L’art. 1, comma 10, lett. a), n. 2, della legge delega, poi, ha fissato una specifica direttiva per il legislatore delegato tesa a “ridurre gli effetti extra-penali della sentenza di applicazione della pena su richiesta delle parti, prevedendo anche che questa non abbia efficacia di giudicato nel giudizio disciplinare e in altri casi”.

Questo canone della legge delega è stato attuato riformando, ad opera dell’art. 25, comma 1, lett. b), del D.Lgs. n. 150/2022, l’art. 445, comma 1-bis, c.p.p.

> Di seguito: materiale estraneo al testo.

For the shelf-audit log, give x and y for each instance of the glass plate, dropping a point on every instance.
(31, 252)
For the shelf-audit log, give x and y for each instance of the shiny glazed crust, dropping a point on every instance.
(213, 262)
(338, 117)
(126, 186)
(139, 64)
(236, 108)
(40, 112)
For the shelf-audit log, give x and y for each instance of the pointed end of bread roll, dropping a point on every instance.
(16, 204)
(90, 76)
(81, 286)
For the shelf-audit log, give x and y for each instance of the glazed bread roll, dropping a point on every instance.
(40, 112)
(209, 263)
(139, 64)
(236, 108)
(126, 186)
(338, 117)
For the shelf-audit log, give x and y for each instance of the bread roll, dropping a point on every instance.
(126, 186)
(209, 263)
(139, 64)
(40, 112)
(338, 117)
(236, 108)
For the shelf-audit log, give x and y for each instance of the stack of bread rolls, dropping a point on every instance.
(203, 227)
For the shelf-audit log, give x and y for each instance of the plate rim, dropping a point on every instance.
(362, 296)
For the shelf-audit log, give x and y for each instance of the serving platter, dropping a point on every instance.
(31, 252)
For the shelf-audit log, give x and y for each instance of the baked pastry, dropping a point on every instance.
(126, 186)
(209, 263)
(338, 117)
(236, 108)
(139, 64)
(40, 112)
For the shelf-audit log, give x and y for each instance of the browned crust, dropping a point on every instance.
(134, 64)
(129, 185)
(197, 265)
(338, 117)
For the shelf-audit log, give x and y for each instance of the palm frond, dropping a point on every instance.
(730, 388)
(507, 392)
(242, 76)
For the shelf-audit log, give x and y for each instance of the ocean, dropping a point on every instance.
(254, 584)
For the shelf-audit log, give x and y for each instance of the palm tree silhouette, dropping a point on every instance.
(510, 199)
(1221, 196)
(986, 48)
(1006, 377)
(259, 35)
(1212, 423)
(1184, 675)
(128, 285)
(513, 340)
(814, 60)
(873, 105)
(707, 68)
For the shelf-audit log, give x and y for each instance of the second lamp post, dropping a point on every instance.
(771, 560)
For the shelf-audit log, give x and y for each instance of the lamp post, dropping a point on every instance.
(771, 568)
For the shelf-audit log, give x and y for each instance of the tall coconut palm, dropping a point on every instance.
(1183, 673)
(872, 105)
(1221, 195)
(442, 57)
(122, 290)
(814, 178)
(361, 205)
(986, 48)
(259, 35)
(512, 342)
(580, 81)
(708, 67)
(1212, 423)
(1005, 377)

In particolare, il principio generale è rimasto quello secondo cui la sentenza di applicazione della pena “è equiparata a una pronuncia di condanna”. La portata di questo principio è stata mitigata in diverse direzioni:

– in primo luogo, mediante l’abrogazione dell’inciso “salvo quanto previsto dall’articolo 653” con cui si apriva la disposizione citata; in tal modo, senza che vi sia stata la necessità di intervenire sull’art. 653 c.p.p., che continua a riferirsi alle sole sentenze di assoluzione e di condanna, la sentenza di applicazione della pena non presenta efficacia di giudicato nel giudizio disciplinare;

– prevedendo, poi, che la sentenza di applicazione della pena, anche quando è pronunciata dopo la chiusura del dibattimento, non abbia efficacia e non possa essere utilizzata a fini di prova nei giudizi civili, disciplinari, tributari o amministrativi, compreso il giudizio per l’accertamento della responsabilità contabile; è stata dunque sancita l’irrilevanza probatoria della sentenza di patteggiamento in ogni procedimento giurisdizionale diverso da quello penale, quando il fatto storico oggetto della sentenza di patteggiamento possa avere una qualche rilevanza in quelle sedi;

– stabilendo, infine, che “se non sono applicate pene accessorie”, non producono effetti le disposizioni di leggi diverse da quelle penali che equiparano la sentenza prevista dall’art. 444, comma 2, c.p.p. alla sentenza di condanna; ogni qual volta che, per effetto della sentenza di patteggiamento, non si applichino le pene accessorie (perché la condanna non supera la pena di anni due di reclusione, soli o congiunti a pena pecuniaria, oppure perché le parti, in forza del novellato art. 444, comma 1, c.p.p., si sono accordate per la non applicazione delle pene accessorie e il giudice ha reputato congruo tale accordo), vengono meno anche tutti gli altri effetti penali che discendono ope legis da una sentenza irrevocabile di condanna o di patteggiamento secondo una miriade di ipotesi previste dalle leggi speciali.

L’art. 1, comma 10, lett. a), n. 3 della legge delega, infine, ha assegnato al legislatore delegato il compito di “assicurare il coordinamento tra l’articolo 446 del codice di procedura penale e la disciplina adottata in attuazione del comma 12 del presente articolo, riguardo al termine per la formulazione della richiesta di patteggiamento”.

Questa direttiva non ha imposto interventi di adattamento dell’art. 446 c.p.p. È stato riformato, invece, l’art. 555, comma 1, lett. f), c.p.p., relativo al rito monocratico. Al riguardo, è stato previsto che la richiesta di applicazione della pena debba essere formulata entro il termine previsto dal nuovo art. 552-ter, comma 2, c.p.p. Quest’ultima norma prevede che detta richiesta, al pari dell’istanza di giudizio abbreviato, di sospensione del processo con messa alla prova nonché della domanda di oblazione, debba essere proposta, a pena di decadenza, prima della pronuncia della sentenza che, ai sensi del comma 1 della stessa norma, può chiudere l’udienza predibattimentale in camera di consiglio. Su questo profilo, peraltro, si rinvia al commento alla riforma del rito monocratico.

Ulteriori modifiche al patteggiamento sono state introdotte in attuazione dei criteri di delega di cui all’art. 1, comma 17, lett. e) e lett. i), in materia di pene sostitutive. Per questi aspetti si rinvia al commento relativo alla riforma delle sanzioni penali.